CLSA boosts Maruti's EBITDA margin by 490 bps
CLSA, the leading Asia-pacific focused international brokerage firm, has boosted the prediction for Maruti's earnings before interest, tax, depreciation and amortisation (EBITDA) by 490 bps.
CLSA said that the Indian automaker will gain from new launches and weakness in Yen. Maruti Suzuki's exposure to Yen is about 20 to 25 per cent, according to experts. There are indications that the company will be able to improve margins by reducing the costs of importing auto parts from Japan. The Yen fell to its lowest level in three years on Friday.
The Yen has fallen against other global currencies like US dollar and euro after Japan's central bank took unprecedented steps to boost economic growth. The Bank of Japan has announced plans to infuse $1.4 trillion into the Japanese economy in under two years by acquiring government bonds in order to return the economy to inflation and boost growth.
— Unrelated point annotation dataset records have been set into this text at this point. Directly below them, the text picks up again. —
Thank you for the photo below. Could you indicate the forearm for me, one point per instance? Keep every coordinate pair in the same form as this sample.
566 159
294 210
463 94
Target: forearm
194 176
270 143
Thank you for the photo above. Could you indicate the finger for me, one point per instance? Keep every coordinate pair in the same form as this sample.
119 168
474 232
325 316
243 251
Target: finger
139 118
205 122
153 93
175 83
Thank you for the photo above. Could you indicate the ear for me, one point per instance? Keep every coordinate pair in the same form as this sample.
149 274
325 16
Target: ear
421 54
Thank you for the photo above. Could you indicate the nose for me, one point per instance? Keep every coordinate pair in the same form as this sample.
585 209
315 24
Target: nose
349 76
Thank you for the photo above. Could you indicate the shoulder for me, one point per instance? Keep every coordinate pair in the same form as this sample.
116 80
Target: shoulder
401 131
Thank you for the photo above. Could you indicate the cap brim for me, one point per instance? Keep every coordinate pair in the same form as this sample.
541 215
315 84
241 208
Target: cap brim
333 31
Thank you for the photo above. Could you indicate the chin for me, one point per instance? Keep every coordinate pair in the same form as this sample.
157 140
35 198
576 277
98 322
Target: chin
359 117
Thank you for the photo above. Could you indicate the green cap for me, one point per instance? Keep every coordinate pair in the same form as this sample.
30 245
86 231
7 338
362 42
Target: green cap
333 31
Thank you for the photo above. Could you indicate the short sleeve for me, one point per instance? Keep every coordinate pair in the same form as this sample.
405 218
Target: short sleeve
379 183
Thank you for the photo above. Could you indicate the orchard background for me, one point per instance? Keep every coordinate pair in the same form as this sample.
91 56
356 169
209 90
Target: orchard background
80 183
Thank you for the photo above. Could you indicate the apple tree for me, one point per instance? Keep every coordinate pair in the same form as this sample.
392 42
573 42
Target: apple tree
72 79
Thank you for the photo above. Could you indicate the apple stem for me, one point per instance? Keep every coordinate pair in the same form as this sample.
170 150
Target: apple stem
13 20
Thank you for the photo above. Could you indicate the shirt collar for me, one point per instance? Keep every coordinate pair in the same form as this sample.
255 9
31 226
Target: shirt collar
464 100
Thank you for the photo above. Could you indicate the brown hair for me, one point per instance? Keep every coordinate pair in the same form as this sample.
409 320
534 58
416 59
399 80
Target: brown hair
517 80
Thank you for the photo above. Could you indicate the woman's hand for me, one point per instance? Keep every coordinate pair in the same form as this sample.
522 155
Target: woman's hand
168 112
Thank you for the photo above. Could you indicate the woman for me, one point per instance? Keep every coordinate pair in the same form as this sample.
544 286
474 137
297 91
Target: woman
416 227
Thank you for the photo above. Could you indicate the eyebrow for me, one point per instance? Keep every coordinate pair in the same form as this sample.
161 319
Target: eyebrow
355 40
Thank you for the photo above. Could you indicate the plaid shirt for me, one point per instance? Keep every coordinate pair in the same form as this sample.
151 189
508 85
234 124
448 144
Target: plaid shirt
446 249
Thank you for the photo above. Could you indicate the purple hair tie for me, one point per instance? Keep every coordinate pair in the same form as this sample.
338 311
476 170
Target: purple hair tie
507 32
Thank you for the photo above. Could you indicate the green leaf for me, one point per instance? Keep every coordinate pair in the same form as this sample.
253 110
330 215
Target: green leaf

"We have assumed that Maruti will retain just a third of the Yen benefits but this will still be enough to boost EBITDA margins by 160 bps from 2HFY13 and 10 per cent in FY14," said the CLSA note.
In a move that will boost the company's valuations, the brokerage advised investors to buy the stock for a 12-month time frame with a target price of Rs 1850, which is about a third higher than the current market price of the shares of the company.